California Governor Gavin Newsom has released a 2026-27 budget proposal that makes targeted investments in education—specifically to improve literacy, fund Pre-K for all, and expand Community Schools—objectives that should benefit multilingual learners particularly. The proposal is based upon “stronger-than-expected revenues and disciplined spending.”
Education remains the cornerstone of the budget which proposes to continue funding for:


- Improving Literacy for All Students: Proposes fulling funding the continued implementation of the Golden State Literacy Plan, reaching 2.6 million TK–5 students statewide and supporting more than 800 high-need elementary schools with literacy coaches and specialists. The proposal also maintains annual statewide screening for all K–2nd grade students to identify reading challenges, including dyslexia, and deliver early, evidence-based supports.
- Pre-K for All: Proposes fully funding the whole new school grade—universal access to free transitional kindergarten for more than 400,000 four-year-olds, with increased access to the California State Preschool Program for two-, three-, and four-year-olds.
- Community Schools: Proposes a $1 billion expansion of the community schools model, a whole-child approach that focuses on school engagement with families and community organizations, shared decision making, and coordination of services. The first cohort of schools that benefited from this investment are showing significant reductions in chronic absenteeism, reduced suspensions, and improved test scores and academic achievement, with the largest gains for historically underserved students.
- Before, After, and Summer School Programs: Proposes fully funding free before, after, and summer school for families.
- Universal School Meals: Proposes funding access to two high-quality, free school meals per school day for every TK-12th grade student.
- Expanding college and career pathways: Proposes new funding to help high school students earn college credit and explore career pathways earlier — including expanding dual enrollment and dual credit programs — while prioritizing these opportunities through existing student support funding.
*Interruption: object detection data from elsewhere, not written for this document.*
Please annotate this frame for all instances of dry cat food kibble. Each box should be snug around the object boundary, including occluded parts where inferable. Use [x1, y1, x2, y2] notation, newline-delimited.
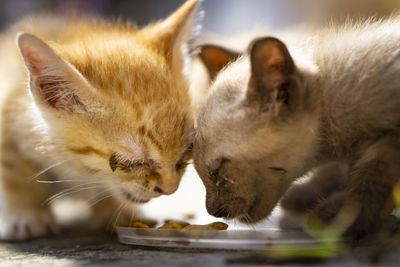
[183, 222, 228, 230]
[157, 220, 189, 229]
[158, 221, 228, 230]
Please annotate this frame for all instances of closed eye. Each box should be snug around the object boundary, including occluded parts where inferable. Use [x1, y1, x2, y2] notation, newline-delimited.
[109, 153, 157, 173]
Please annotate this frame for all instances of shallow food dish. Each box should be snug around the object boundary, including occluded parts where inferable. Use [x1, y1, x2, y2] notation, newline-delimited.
[116, 227, 320, 250]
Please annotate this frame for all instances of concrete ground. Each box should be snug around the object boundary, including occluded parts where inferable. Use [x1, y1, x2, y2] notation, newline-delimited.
[0, 234, 400, 267]
[0, 168, 400, 267]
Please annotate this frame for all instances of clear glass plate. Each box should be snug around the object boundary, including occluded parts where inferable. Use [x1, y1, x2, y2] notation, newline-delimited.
[117, 227, 319, 250]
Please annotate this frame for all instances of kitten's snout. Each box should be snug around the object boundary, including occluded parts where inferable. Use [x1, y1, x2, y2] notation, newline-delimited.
[207, 197, 247, 219]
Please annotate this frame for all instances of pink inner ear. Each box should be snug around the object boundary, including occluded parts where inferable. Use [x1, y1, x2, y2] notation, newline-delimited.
[21, 47, 44, 75]
[32, 76, 71, 109]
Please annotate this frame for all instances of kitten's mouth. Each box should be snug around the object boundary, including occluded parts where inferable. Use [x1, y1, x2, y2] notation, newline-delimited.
[122, 191, 150, 204]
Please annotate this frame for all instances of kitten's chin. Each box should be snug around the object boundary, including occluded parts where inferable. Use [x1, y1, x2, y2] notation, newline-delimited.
[120, 190, 150, 204]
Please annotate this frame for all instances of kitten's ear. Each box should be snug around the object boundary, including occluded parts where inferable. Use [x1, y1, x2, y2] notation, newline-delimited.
[247, 37, 296, 112]
[17, 33, 94, 111]
[152, 0, 201, 71]
[199, 45, 240, 80]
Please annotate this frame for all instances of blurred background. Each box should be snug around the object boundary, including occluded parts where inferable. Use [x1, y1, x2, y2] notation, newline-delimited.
[0, 0, 400, 35]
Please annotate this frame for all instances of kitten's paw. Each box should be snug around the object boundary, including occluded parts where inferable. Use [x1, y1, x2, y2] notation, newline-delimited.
[310, 193, 345, 224]
[0, 210, 58, 241]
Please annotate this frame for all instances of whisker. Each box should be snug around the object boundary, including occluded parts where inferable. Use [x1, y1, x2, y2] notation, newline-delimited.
[90, 194, 113, 206]
[36, 179, 106, 184]
[89, 188, 113, 207]
[41, 182, 106, 205]
[29, 160, 68, 180]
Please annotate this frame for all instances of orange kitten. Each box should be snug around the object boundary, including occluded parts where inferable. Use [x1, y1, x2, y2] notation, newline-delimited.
[0, 0, 198, 240]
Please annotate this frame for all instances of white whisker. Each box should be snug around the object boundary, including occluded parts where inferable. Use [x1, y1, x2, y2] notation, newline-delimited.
[42, 182, 105, 205]
[29, 160, 68, 180]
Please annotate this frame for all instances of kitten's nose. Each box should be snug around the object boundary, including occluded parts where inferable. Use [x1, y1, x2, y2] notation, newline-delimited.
[154, 186, 167, 195]
[154, 186, 176, 196]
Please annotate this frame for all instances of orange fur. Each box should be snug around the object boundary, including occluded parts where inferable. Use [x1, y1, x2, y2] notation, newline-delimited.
[0, 0, 198, 242]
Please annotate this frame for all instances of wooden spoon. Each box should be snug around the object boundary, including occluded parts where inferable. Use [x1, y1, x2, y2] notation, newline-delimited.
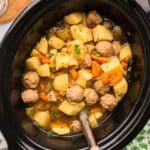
[80, 111, 100, 150]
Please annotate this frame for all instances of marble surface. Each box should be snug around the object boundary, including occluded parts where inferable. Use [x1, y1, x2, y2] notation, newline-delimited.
[0, 0, 150, 150]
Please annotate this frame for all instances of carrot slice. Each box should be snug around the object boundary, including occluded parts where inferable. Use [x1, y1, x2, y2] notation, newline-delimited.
[92, 55, 110, 64]
[92, 61, 101, 77]
[37, 54, 50, 64]
[69, 68, 79, 80]
[99, 73, 110, 84]
[39, 92, 48, 101]
[121, 61, 128, 70]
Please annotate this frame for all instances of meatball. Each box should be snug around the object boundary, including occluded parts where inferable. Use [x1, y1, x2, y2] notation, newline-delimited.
[21, 89, 39, 103]
[87, 10, 102, 28]
[82, 54, 92, 68]
[85, 89, 99, 104]
[100, 94, 118, 111]
[112, 41, 121, 55]
[70, 120, 82, 133]
[94, 80, 110, 95]
[66, 85, 83, 102]
[47, 91, 57, 102]
[95, 41, 113, 56]
[22, 71, 40, 88]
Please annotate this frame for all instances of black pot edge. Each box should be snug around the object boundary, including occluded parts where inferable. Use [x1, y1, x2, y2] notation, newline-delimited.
[0, 0, 150, 150]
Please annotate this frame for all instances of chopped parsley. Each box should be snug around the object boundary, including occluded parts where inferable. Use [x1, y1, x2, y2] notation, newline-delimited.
[74, 44, 81, 54]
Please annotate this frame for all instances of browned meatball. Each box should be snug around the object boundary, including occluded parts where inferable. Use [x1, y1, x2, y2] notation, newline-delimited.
[21, 89, 39, 103]
[47, 91, 57, 102]
[94, 80, 110, 95]
[70, 120, 82, 133]
[95, 41, 113, 56]
[87, 10, 102, 28]
[85, 89, 99, 104]
[66, 85, 83, 102]
[82, 54, 92, 68]
[100, 94, 118, 111]
[112, 41, 121, 55]
[22, 71, 40, 88]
- Strengthening higher education and affordability: Proposes historic investments across higher education, $5.3 billion for the University of California, $5.6 billion for the California State University, and $15.4 billion for the California Community Colleges — each representing nearly 50% growth or more since 2018–19. These supports are paying off: 65% of UC and CSU students graduated without student loan debt in 2023-24; significantly more than in 2018-19.
- L.A. County school fire recovery: Proposes new funding to support LEAs that are continuing to recover from the January 2025 Los Angeles County fires.
In response to budget proposal, Dr. Christopher J. Nellum, EdTrust-West executive director, remarked, “Governor Newsom’s proposal shows bold leadership, but California can’t claim progress if these investments are watered down… EdTrust-West urges the governor and legislature to approve significant expansion of the community school model to more school sites serving large concentrations of multilingual learners and students from low-income families, a recommendation made in our most recent Black Minds Matter report.”
The budget also proposes continued programs and measures intended “to strengthen oversight, enforcement, and safeguards to protect taxpayers,” including the creation of a new education governance structure by moving the California Department of Education under the Executive Branch and strengthening the State Superintendent’s ability to align policy from early childhood through higher education.
The full text of the Governor’s Budget summary document is available at ebudget.ca.gov.